Power of Place keynote speaker Galina Tachieva offers inspiration for fixing Rhode Island’s bleakest places

The primary message Galina Tachieva offered in her keynote address at Grow Smart RI’s Power of Place Summit was one of hope. An urban designer and managing director of the renowned architecture and planning firm DPZ CoDESIGN, Tachieva has helped cities and towns around the globe successfully retrofit car-centric places into walkable communities.
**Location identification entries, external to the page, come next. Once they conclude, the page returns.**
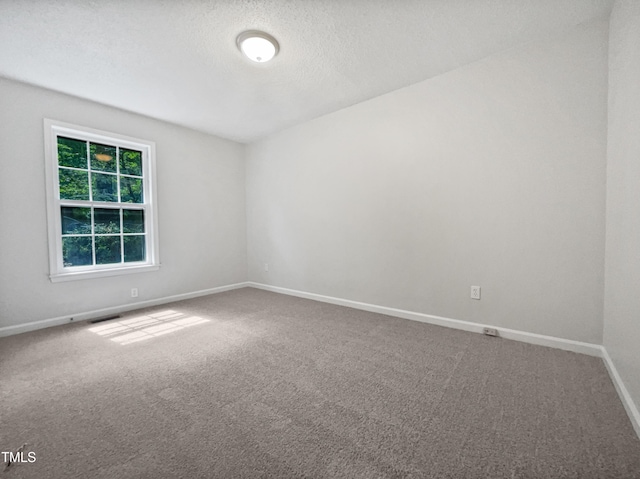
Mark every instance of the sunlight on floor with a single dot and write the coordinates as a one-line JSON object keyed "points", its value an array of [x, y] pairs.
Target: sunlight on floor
{"points": [[148, 326]]}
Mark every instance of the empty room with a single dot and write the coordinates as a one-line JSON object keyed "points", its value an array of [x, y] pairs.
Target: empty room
{"points": [[320, 239]]}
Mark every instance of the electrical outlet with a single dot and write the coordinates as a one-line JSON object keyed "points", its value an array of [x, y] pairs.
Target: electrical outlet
{"points": [[490, 332], [475, 292]]}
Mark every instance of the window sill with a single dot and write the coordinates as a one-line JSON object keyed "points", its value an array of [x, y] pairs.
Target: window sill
{"points": [[60, 277]]}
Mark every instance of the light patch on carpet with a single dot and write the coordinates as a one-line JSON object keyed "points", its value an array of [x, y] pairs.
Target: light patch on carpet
{"points": [[148, 326]]}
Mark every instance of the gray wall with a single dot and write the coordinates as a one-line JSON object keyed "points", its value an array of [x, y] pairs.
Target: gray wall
{"points": [[201, 206], [622, 272], [491, 175]]}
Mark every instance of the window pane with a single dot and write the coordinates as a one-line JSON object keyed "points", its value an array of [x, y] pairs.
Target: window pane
{"points": [[103, 157], [76, 220], [134, 249], [106, 220], [132, 221], [107, 249], [105, 187], [76, 251], [130, 162], [130, 190], [72, 153], [74, 185]]}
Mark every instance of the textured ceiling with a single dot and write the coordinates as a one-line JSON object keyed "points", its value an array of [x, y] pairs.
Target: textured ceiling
{"points": [[178, 61]]}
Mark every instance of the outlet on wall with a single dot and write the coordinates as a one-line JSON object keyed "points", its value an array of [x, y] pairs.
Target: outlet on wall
{"points": [[475, 292]]}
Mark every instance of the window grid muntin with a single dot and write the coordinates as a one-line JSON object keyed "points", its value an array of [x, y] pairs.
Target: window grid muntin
{"points": [[116, 205]]}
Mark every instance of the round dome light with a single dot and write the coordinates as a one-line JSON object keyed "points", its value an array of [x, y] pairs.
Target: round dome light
{"points": [[257, 46]]}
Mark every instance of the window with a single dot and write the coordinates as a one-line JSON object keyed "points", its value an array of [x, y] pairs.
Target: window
{"points": [[100, 203]]}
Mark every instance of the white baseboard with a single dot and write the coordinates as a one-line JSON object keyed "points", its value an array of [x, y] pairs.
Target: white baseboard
{"points": [[98, 313], [625, 397], [523, 336]]}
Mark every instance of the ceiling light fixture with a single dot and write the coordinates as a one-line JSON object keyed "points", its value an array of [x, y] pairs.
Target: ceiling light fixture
{"points": [[257, 46]]}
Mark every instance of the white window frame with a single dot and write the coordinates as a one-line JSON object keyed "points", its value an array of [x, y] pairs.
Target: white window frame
{"points": [[57, 270]]}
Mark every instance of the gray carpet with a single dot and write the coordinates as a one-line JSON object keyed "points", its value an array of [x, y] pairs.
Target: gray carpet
{"points": [[255, 384]]}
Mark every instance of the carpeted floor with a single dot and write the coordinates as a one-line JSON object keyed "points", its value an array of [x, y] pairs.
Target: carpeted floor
{"points": [[255, 384]]}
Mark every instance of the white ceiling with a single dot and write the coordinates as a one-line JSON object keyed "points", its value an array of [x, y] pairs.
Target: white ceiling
{"points": [[178, 61]]}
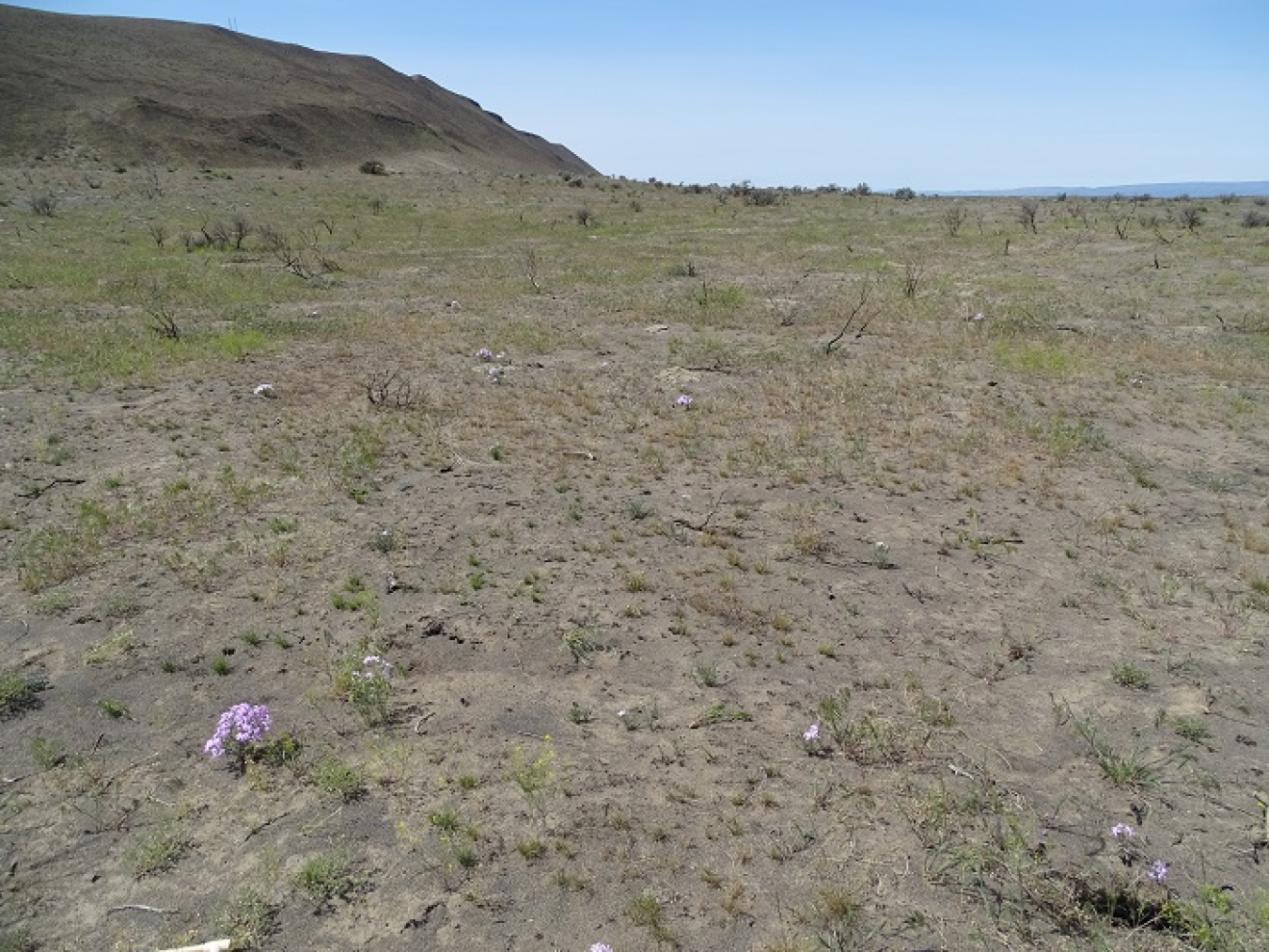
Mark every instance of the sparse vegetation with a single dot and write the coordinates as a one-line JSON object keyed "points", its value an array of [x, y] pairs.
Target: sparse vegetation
{"points": [[919, 491]]}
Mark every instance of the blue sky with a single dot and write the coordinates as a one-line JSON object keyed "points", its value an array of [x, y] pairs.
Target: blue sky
{"points": [[936, 95]]}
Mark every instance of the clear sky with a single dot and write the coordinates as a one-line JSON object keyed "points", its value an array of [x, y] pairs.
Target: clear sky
{"points": [[939, 95]]}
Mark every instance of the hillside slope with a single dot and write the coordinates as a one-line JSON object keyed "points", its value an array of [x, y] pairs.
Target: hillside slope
{"points": [[133, 87]]}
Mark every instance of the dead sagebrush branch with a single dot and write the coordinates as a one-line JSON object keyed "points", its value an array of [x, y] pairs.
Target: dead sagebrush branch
{"points": [[860, 311], [390, 388]]}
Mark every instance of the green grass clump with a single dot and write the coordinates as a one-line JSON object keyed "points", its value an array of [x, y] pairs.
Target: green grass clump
{"points": [[327, 877], [333, 775], [19, 692], [247, 918], [158, 851]]}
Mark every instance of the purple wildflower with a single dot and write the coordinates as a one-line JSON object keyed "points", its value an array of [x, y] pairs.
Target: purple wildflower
{"points": [[242, 724]]}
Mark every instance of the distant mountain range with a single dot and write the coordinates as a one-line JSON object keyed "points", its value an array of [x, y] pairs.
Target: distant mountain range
{"points": [[1157, 189], [127, 89]]}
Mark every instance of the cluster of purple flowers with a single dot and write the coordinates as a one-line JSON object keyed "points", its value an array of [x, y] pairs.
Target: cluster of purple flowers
{"points": [[242, 724], [1122, 833]]}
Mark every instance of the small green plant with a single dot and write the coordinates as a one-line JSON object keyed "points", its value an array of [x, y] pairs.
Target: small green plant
{"points": [[327, 877], [1134, 770], [532, 850], [445, 820], [333, 775], [355, 597], [158, 851], [113, 709], [706, 674], [1190, 728], [48, 754], [1128, 676], [366, 680], [537, 777], [247, 918], [580, 644], [19, 692], [638, 509], [648, 909], [722, 712], [18, 941]]}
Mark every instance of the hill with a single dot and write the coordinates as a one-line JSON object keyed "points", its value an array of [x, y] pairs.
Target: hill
{"points": [[141, 87]]}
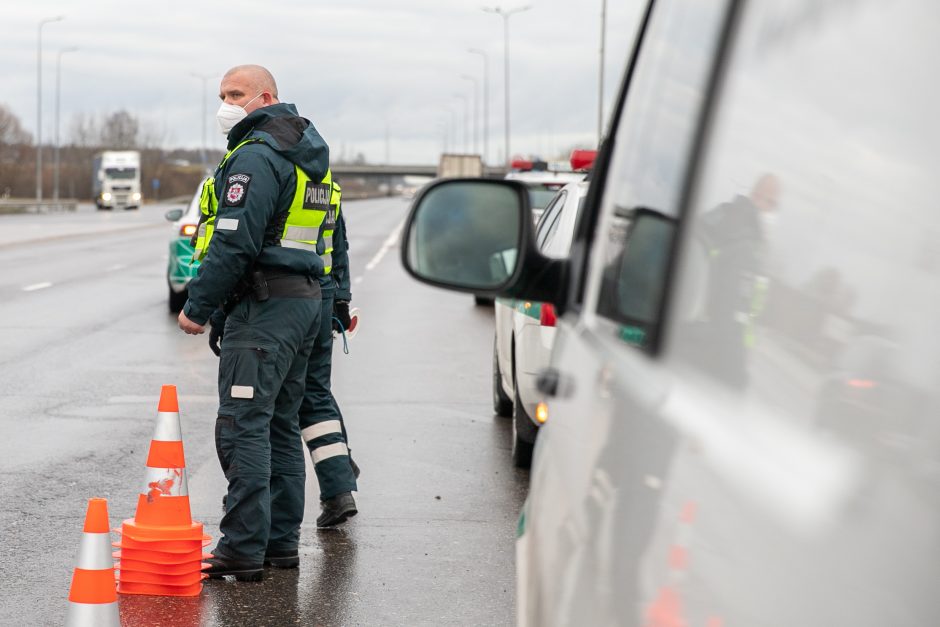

“You may say this is maybe too much, it’s pie in the sky, very ambitious,” Tachieva told the Summit audience as she presented sample plans for transforming three Rhode Island sites. Her designs turned bleak stretches of parking lots and underused commercial strips into inviting mixed-use developments full of trees and broad sidewalks. “It has been done, however, in many places.”

In introducing Tachieva to the Summit audience, Jillian Finkle shared how members of the first Main Street Rhode Island cohort, which she leads as Grow Smart’s deputy director, have asked about how to revitalize places like strip malls that aren’t traditional Main Street districts. “It turns out that people around the country have been talking for years about retrofitting suburbia and repairing sprawl,” Finkle said. “And we found someone who literally wrote the book on it.” Tachieva is the author of the award-winning Sprawl Repair Manual. She’s also no stranger to Rhode Island; she participated in charrettes for downtown Providence in the 1990s.

Read more about Galina Tachieva

In her Summit address, “Fix the Places, Keep the People,” Tachieva first pointed to Rhode Island’s distinctive assets, the features that urban designers like to begin with and build upon. Our state boasts of an “almost unparalleled” combination of historic small cities and towns, rural expanses, plus 400 miles of coastline within such a compact area, she said. Our challenges are the same ones faced by communities across the country: too much asphalt, underused shopping malls and strips, and acres of unused parking lots.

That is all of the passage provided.